Simulating Language 2015, lecture 6 pre-reading

For this lecture you will be reading Christiansen & Devlin (1997), henceforth C&D. In lecture 5 we moved from studying innate communication to learned communication: in this paper C&D use connectionist (neural network) models to show that languages differ in their learnability, and that that learnability of a language correlates with frequency in a cross-linguistic corpus: languages that are hard to learn (for a neural network) are rare (for humans). Much of the rest of this course will be based around this idea that there is a link between learning and the kinds of languages we see around us, so this paper forms an important first step along that road – we won’t be working with their model directly, but it is intended to get you thinking about how language learning might shape the kinds of languages we see in the world.

Some additional info on Simple Recurrent Networks

The paper should be understandable (I hope!) based on what you already know about neural networks in general, although the network that Christiansen & Devlin use is far more sophisticated than any of the ones we will be modelling in class. They use a Simple Recurrent Network (SRN), which is a standard connectionist paradigm for modelling sequence learning. SRNs can be used to learn all kinds of sequential information – they aren’t specialised in any sense for learning linguistic sequences per se. C&D are quite brief on how the SRN works, how it is trained etc in their paper, so I will provide a little more information here – this might make most sense if you read their paper up to the section titled “Simulations”, then read this quick explanation of SRNs, then duck back in to the paper. And don’t forget the quiz at the end.

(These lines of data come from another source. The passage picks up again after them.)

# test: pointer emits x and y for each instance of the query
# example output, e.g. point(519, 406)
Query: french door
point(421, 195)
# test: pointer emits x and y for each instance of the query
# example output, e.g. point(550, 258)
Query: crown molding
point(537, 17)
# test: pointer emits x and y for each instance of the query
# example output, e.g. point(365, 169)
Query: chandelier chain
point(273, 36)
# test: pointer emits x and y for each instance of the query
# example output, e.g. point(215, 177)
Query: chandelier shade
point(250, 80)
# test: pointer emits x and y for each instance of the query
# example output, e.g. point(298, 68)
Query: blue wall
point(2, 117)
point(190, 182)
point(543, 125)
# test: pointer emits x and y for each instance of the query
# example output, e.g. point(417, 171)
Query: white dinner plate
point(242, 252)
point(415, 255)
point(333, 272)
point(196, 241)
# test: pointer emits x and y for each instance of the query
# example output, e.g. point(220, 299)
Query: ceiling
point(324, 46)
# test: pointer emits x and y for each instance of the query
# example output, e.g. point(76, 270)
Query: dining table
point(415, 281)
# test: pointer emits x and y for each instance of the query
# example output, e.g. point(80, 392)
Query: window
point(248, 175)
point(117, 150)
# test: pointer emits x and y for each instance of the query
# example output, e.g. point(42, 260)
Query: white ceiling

An SRN is a neural network that consists of 3 or more layers of units, with the units at one layer being connected to the units at the next layer. Activation flows from the input layer through the ‘hidden’ (i.e. not input or output) layer to the output layer. As in all neural networks, the way in which activation spreads is dependent on the strength of the connections, and learning is achieved by adjusting those connections to change the way that inputs map to outputs.

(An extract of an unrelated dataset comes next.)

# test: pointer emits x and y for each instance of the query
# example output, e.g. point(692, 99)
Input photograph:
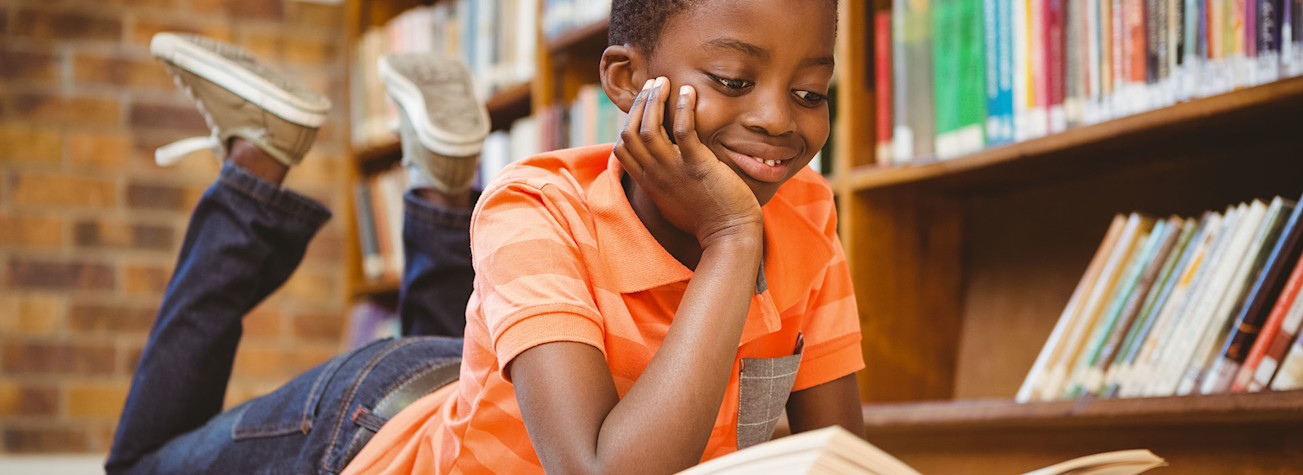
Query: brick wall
point(90, 225)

In C&D’s model, they are training the network to learn possible sequences of grammatical categories, corresponding to grammatical sequences in the language the network is trying to learn. The way they do this is by training the network to predict the next element in the sequence, based on the sequence so far. So, for instance, imagine a network learning a little simple grammar, a simplified version of one of the grammars C&D use: a sentence consists of a Noun, a Verb, and then optionally (say half the time) another Noun, with no agreement between subject and verb. In C&D’s terms, this language can be expressed by a single grammar rule: S->N V (N). The network is then trained on a corpus of sentences generated by this grammar. Imagine that this corpus consisted of just 3 sentences: N V N, N V, N V N. In this case, the network would be trained in the following way:

So in step 1, the network receives a Noun as input (because all sentences in our mini language start with a Noun), and it should predict that the next element in the sequence should be a Verb (because all sentences in our language contain a Noun and a Verb). Then in step 2 it receives the next element of this sentence, a Verb, and should predict that the 3rd element of the sequence will either be a Noun (for an NVN sentence) or the End of Sentence character (if it’s an NV sentence). In fact this sentence is NVN, so at step 3 the network receives a Noun as input: now it should confidently predict that the next element in the sequence will be End of Sentence, since that’s the only possibility in our target language once you have seen the sequence N V N. And so on.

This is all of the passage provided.